Organizers IMG announced on Wednesday that the Australian Masters would not be played this year, adding that “new plans” for the event would be unveiled in the coming months.
“It’s been known IMG, who have been backing the event, have being doing so at a loss for many years and if you are running any business at a loss you eventually are going to have to pull the pin,” Allenby said.
Ogilvy, who won the US Open in 2006, said he vividly remembers being a marshal at the 1990 Australian Masters in Melbourne when he was just 13.
“So it’s a big shame we’re losing the event, but it’s been kind of dying a slow death the last five or six years when they took the event away from Huntingdale and started bouncing it around other courses in Melbourne and that really was the turning point,” Ogilvy said.
“Every year they were grinding to find a sponsor, but would always announce one very late and the event just seemed like it was simply treading water trying to stay afloat,” he said.
Appleby, who won the Australian Masters in 2010, also said the writing has been on the wall for several years.
“I’m not surprised any tournament could find it’s way onto the chopping block in Australia, and I guess everything has to go through cycles and that’s the case with the Australian Masters,” Appleby said. “The good aspect is that for some 85 to 95 percent of its life the Australian Masters has been a banging tournament, but for the last five years or so it’s simply struggled.
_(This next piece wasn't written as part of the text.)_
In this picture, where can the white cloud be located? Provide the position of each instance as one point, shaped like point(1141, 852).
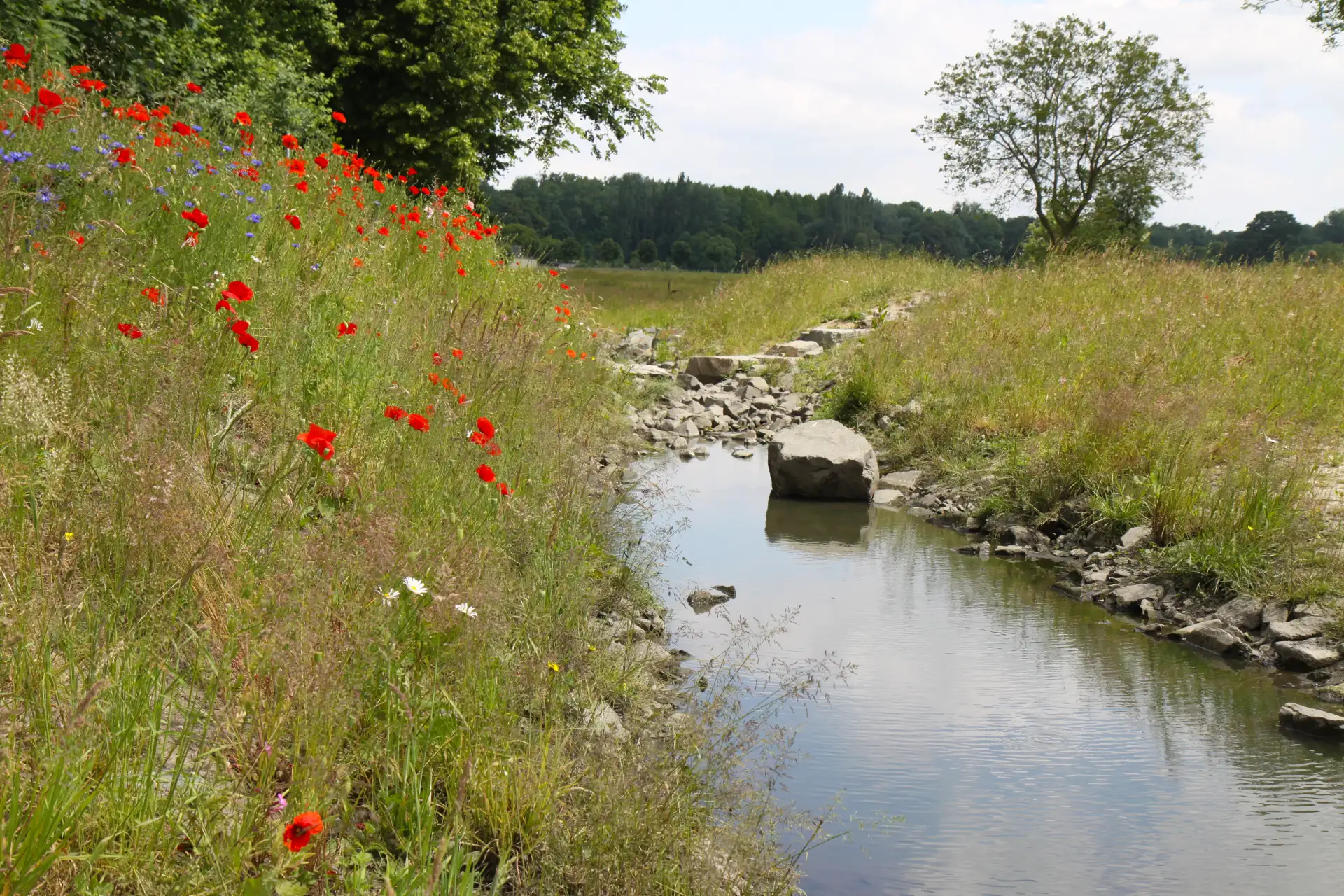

But as a kid growing up in Australia going to Huntingdale, and the same golf course, year after year to see some of the best players in the world compete was pretty cool.”
First held in 1979, Norman became synonymous with the tournament in its earlier years, amassing six gold jackets in an astonishing stretch from 1981 to 1990.
It was won by Woods in 2009, with Australian Peter Senior claiming the title at Huntingdale in Melbourne last year.